Corning and Intel team up for 5G indoor vRAN

Corning moves to Intel FlexRAN stack to virtualise in-building solution for 5G

Corning has adopted the Intel FlexRAN Reference Software architecture as its path forward to 5G and the virtual RAN. The two companies will work together to have an available, 5G vRAN product within 2020.

Corning, whose in-building cellular solution is built on the erstwhile SpiderCloud product, has said that it will virtualise its baseband in a vDU and vCU (adopting the O-RAN 7.2 split) based on Intel’s XEON-based FlexRAN architeture.

Corning’s existing in-building RAN architecture is slightly different to many other distributed radio methods. Rather than distribute an RF source to remote antennas, it deployed multiple, discreet radio nodes (small cells) that connected over Ethernet to a Services Node that controlled the radio nodes, applying functions like SON to manage potential interference between the deployed nodes. The Services Node then connected back to the mobile operator core over an IP connection.

The new architecture will see the radio nodes act as remote radio units, with the vDU sited at the Services Node location. The vCU can then be centralised at a point to suit the operator’s deployment model. Some may keep everything in the building and connect direct to the core over the S1 interface, others may centralise the vCU to leverage capacity across a number of sites.

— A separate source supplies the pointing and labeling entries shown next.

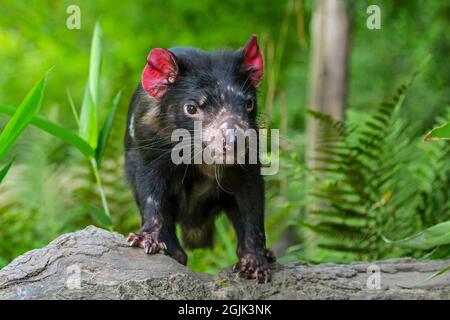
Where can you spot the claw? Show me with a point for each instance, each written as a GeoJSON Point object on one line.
{"type": "Point", "coordinates": [253, 267]}
{"type": "Point", "coordinates": [147, 241]}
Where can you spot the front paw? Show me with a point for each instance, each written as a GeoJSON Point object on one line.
{"type": "Point", "coordinates": [252, 266]}
{"type": "Point", "coordinates": [149, 241]}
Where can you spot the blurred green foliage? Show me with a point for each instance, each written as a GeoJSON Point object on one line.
{"type": "Point", "coordinates": [45, 192]}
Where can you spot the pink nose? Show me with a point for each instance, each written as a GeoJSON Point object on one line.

Art King, Director of Enterprise Services at Corning, said, “We’ve looked into what needs to be done for 5G and have come to decision that the right approach for us is to virtualise the CU and DU code into a container on an Intel platform.

“We’re also taking advantage of Intel features in its FPGAs to accelerate certain functions that might otherwise bog down a processor. Even at mmWave speeds there are no performance issues passing traffic through the Intel server.”

The product will be available in 2020, according to Intel and Corning. Corning “held back” on its in-building 5G strategy, King said, until it understood operator requirements. “Big partners have stepped up and said this is what they want – and so we can follow those requirements step by step.” King could not mention partners but known public 4G customers have included Verizon, Sprint and, previously, Vodafone.

King said a benefit of the new approach is that instead of having a purpose built piece of hardware you deploy a server with multi-purpose compute to host edge computing applications as well as the vRAN software, in a scaleable approach.